American Heart Association urges DeSantis to veto vaping bill

Author: News Service of Florida
Published: Updated:
In this Wednesday, April 11, 2018 photo, an unidentified 15-year-old high school student uses a vaping device near the school's campus in Cambridge, Mass. Health and education officials across the country are raising alarms over wide underage use of e-cigarettes and other vaping products. The devices heat liquid into an inhalable vapor that's sold in sugary flavors like mango and mint — and often with the addictive drug nicotine. (AP Photo/Steven Senne)
AP Photo/Steven Senne

The American Heart Association is asking Gov. Ron DeSantis to veto a bill (SB 1080) that would preempt local regulations aimed at ensuring vaping and tobacco products aren’t sold to underage smokers.

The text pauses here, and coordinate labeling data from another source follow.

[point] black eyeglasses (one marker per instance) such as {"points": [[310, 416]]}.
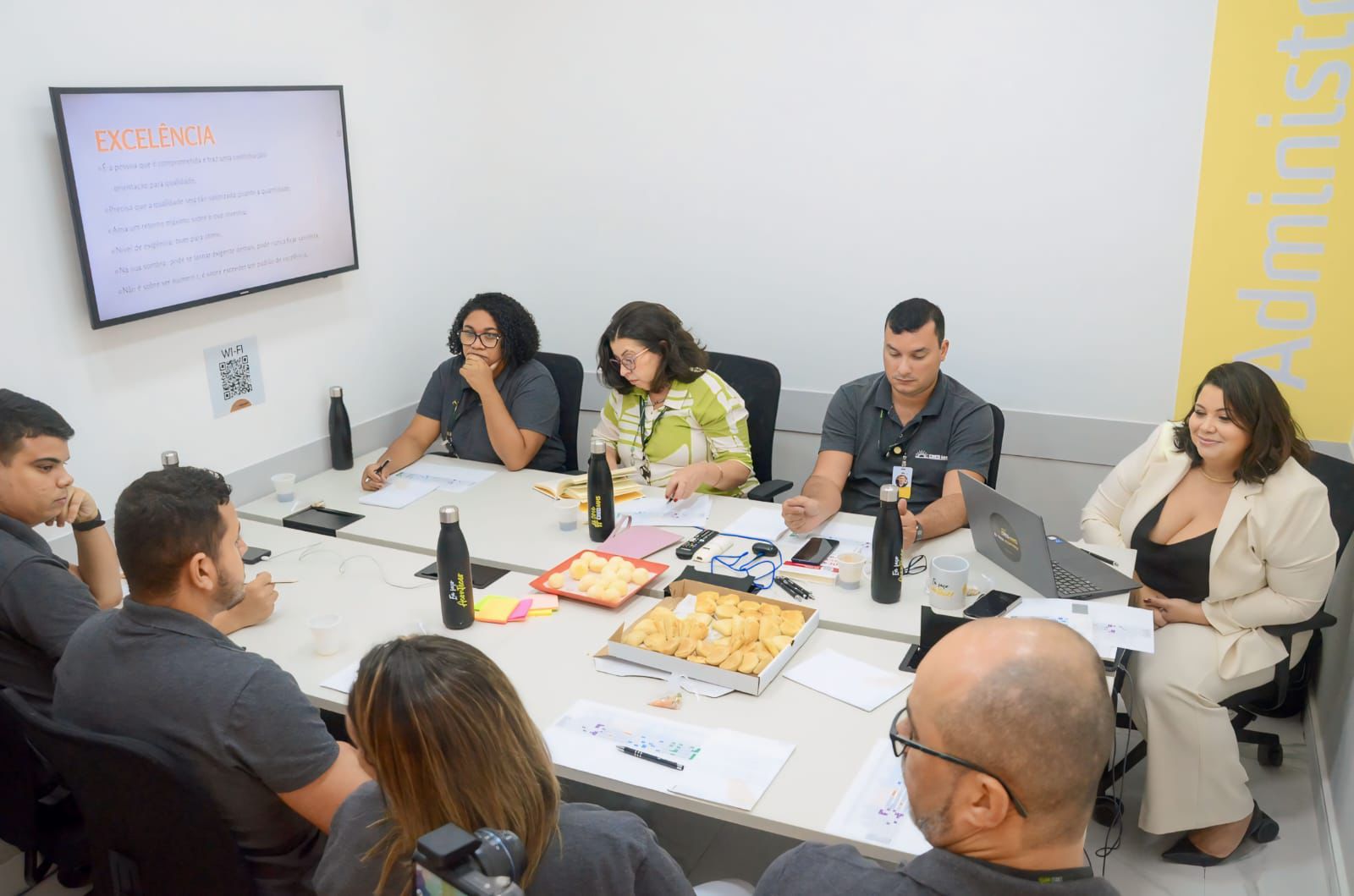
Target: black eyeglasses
{"points": [[487, 340], [902, 745]]}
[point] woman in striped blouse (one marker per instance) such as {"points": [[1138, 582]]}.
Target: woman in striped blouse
{"points": [[681, 426]]}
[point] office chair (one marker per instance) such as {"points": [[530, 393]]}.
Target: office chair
{"points": [[758, 383], [152, 828], [1286, 693], [38, 815], [569, 382]]}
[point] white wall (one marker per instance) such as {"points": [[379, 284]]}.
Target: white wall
{"points": [[137, 388]]}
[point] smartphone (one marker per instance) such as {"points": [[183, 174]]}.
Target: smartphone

“Florida high school students are using e-cigarettes, which demonstrates the need for policies to protect youth from tobacco and nicotine. The addiction to nicotine has a  direct correlation to smoking and thus smoking-related illness, including heart disease,” American Heart Association Florida Government Relations Director Tiffany McCaskill Henderson wrote in a letter Thursday to DeSantis.

“This bill would give the tobacco industry free (rein) to market and advertise these harmful products to our youth.”

Sponsored by Rep. Jackie Toledo, R-Tampa, the bill also would raise the state’s age for legal use of tobacco and vaping products from 18 to 21, which would track federal law. However, the state would deviate from the federal law by exempting people in the military and, therefore, violate federal law, Henderson wrote in the letter.

The House passed the bill Wednesday by a 103-13 vote. The Senate passed the bill two days earlier by 29-9 vote.